Re: 500 mil. rows table partitioning
Rick, thank you for the reply!
Sorry I was on a trip and couldn't answer to you promptly.
I think, I need to provide a little bit more background information. It will address the following questions:
>Does that mean that the data could be a single table with about 83 columns? Looks like it would have `time` as the PRIMARY KEY. Is there some reason not to do that? It would be soooo much faster.
>Could one of those be derived from the other?
>Converting to a single table with 83+ columns will shrink the data significantly because you can get rid of variableid, etc. And you can make use TINYINT UNSIGNED (1 byte) instead of FLOAT (4 bytes) for some of the `value`s.
Data comes from ~140 different sites (siteid). Measurements on each site occurs every 30 min, but may span different time range. For example, we have sites that were active in the past and don't do measurements now. Sites may have gaps in their measurements for up to several month, and off cause sites can have measurements with the same time stamp. Each site measures its own set of variables, some of them measure only 5-8, some of them up to 20-25. Each variable is unique and can't be derived from others. Although there are only 83 core variables (variableid) it can be virtually countless number of them because they can be measured on different height (offsetid), measured several times for redundancy (repeat), might be corrected in several ways (exstensionid) and combinations of all these can be different from site to site. That are the reasons why it can't be organized in to a singe table with 'time' as the PRIMARY KEY and 83 columns.
No data will be dropped.

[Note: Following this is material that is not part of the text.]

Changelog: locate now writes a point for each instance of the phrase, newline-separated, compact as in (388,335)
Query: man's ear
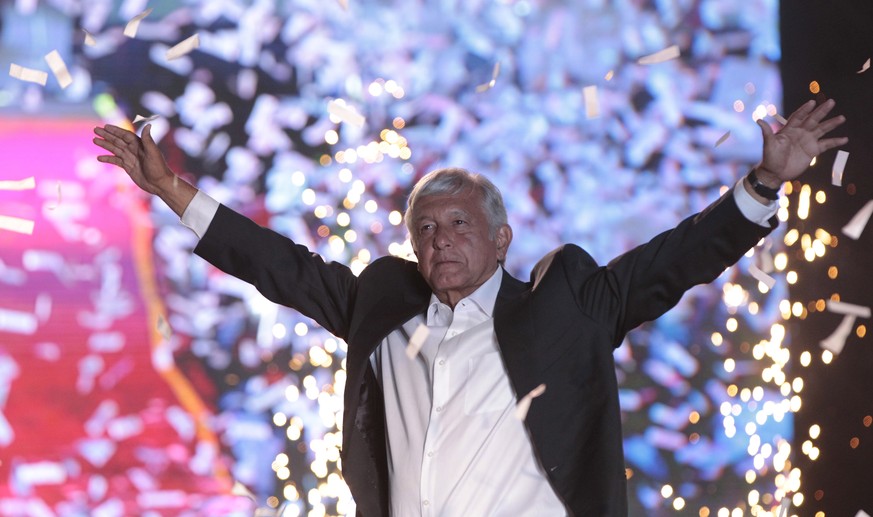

For sites that are still active I will have and new measurements, and some times data for old sites has to be updated. Old values must be archived. I assume it will be easier just to copy old data to an archive DB, delete all data for a site and reload it with new/corrected values.
Now back to the rest of the questions. I used your advise and add index to the table:
CREATE INDEX indx ON L2data (time, siteid, variableid, `repeat`, extensionid, offsetid, flag, value);
So far :
>SHOW CREATE TABLE tbl\G -- engine, indexes;
*************************** 1. row ***************************
Table: L2data
Create Table: CREATE TABLE `L2data` (
`extensionid` smallint(6) NOT NULL,
`flag` varchar(5) NOT NULL,
`offsetid` int(11) NOT NULL,
`repeat` tinyint(4) NOT NULL,
`siteid` int(11) NOT NULL,
`time` decimal(10,6) NOT NULL,
`value` float NOT NULL,
`variableid` smallint(6) NOT NULL,
KEY `indx` (`time`,`siteid`,`variableid`,`repeat`,`extensionid`,`offsetid`,`flag`,`value`)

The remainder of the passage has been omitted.